Conservation Minnesota

Winter 2017 Newsletter: A Bipartisan Solution

Author Frederic C. Rich (left) discussed his book Getting to Green with Gary Eichten (right).

From the pulpit of a 120-year-old church, Frederic Rich delivered a timeless message.

“We all know what the [environmental] problems are and we even generally know what the solutions are,” Rich said. “So why can’t we muster the will to do what needs to be done to make the changes?”

Speaking to a sanctuary filled with Minnesotans, ranging from interested individuals to some of the most important voices in the state’s environmental movement, the author of the book Getting to Green: Saving Nature: A Bipartisan Solution shared a message that was a little disruptive, but also very necessary.

In his talk, sponsored by Conservation Minnesota, Rich laid out his basic argument for why he believes the Green Movement in this country is stuck in neutral and what needs to be done to get it moving again.

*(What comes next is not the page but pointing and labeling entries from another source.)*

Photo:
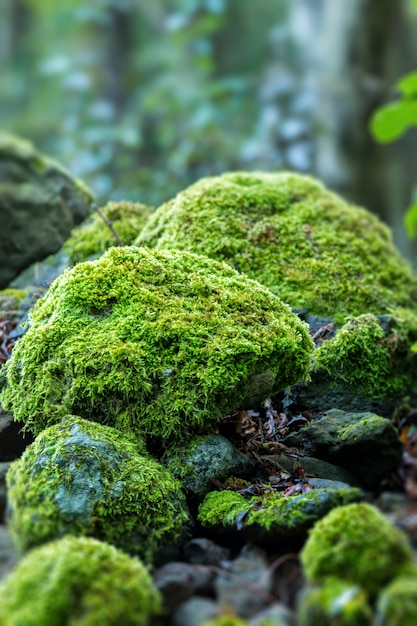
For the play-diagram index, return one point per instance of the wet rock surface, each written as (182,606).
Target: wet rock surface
(39,205)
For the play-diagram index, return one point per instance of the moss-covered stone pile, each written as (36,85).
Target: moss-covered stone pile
(305,243)
(155,342)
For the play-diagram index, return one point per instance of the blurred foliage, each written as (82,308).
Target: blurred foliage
(392,120)
(139,99)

Rich explained that the environmental protection framework of this country was passed by Congress in a bipartisan, and in some cases, nearly unanimous fashion. But that work all happened a quarter century ago, and no major environmental legislation has come out of Washington since.

Over 700 Minnesotans
registered for this
important discussion
held in late October.

He said that the bipartisan support enjoyed by environmental issues has dissolved over the past few decades as both sides began to mistrust the motives of their colleagues across the aisle.

“The perception that we (environmentalists) care more about nature than people is devastating to our message,” Rich said. “And their meme of saying every environmental regulation is a job killer is demonstrably false, but it’s been extremely effective.”

Rich urged those in attendance to lead the charge. To bridge the gap, he encouraged refocusing the messaging to set aside the divisive economic factors and focus instead on making the movement more welcoming to the vast majority of Americans who share land stewardship values and still believe that the environment is worth protecting.

“History teaches that fundamental shifts are not only possible, they’re inevitable.”